MathBench Knowledge Accuracy

Category Metric Value
mathbench-college_knowledge-single_choice_cn acc_1 67.41
mathbench-college_knowledge-single_choice_en acc_1 78.80
mathbench-high_knowledge-single_choice_cn acc_1 62.55
mathbench-high_knowledge-single_choice_en acc_1 72.95
mathbench-middle_knowledge-single_choice_cn acc_1 63.47
mathbench-middle_knowledge-single_choice_en acc_1 80.57
mathbench-primary_knowledge-single_choice_cn acc_1 68.27
mathbench-primary_knowledge-single_choice_en acc_1 82.57

It appears that your results are lower than mine. Please ensure that you are using the latest dataset, released on May 14: https://github.com/open-compass/MathBench/releases/tag/v0.1.0

Datoow commented 1 week ago

Thank you for your reply, while we do use the latest dataset... Is there anything else that maybe different? What is the prompt of the input? Could you provide the prediction files? ps. why our category names are different... Looking forward to your reply with thanks.

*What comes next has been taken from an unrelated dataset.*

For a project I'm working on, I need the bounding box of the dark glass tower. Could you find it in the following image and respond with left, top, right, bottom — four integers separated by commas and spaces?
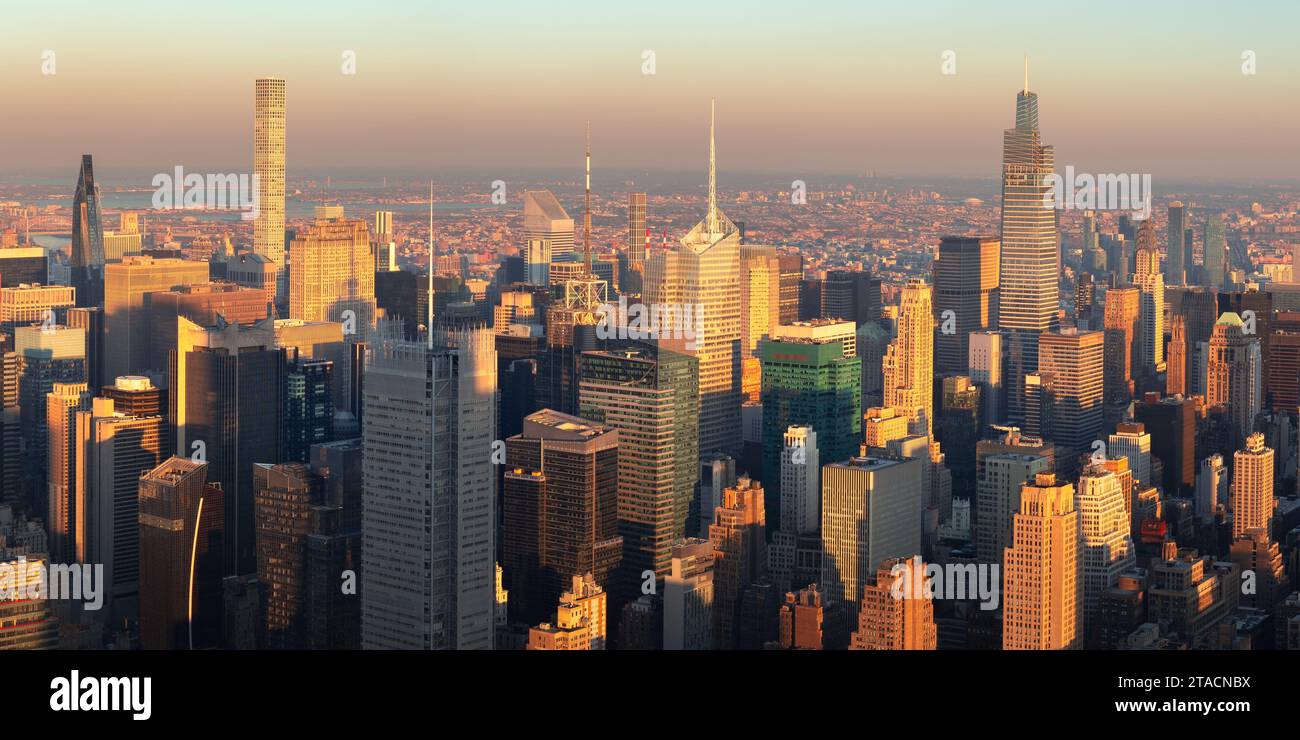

liushz commented 1 week ago

Can you give me some prediction samples, especially for single-choice questions?

liushz commented 1 week ago

If there is no cot with the prediction, please pull the newest main branch of opencompass and evaluate again, because the cot is set to None unexpectedly during the last version of opencompass.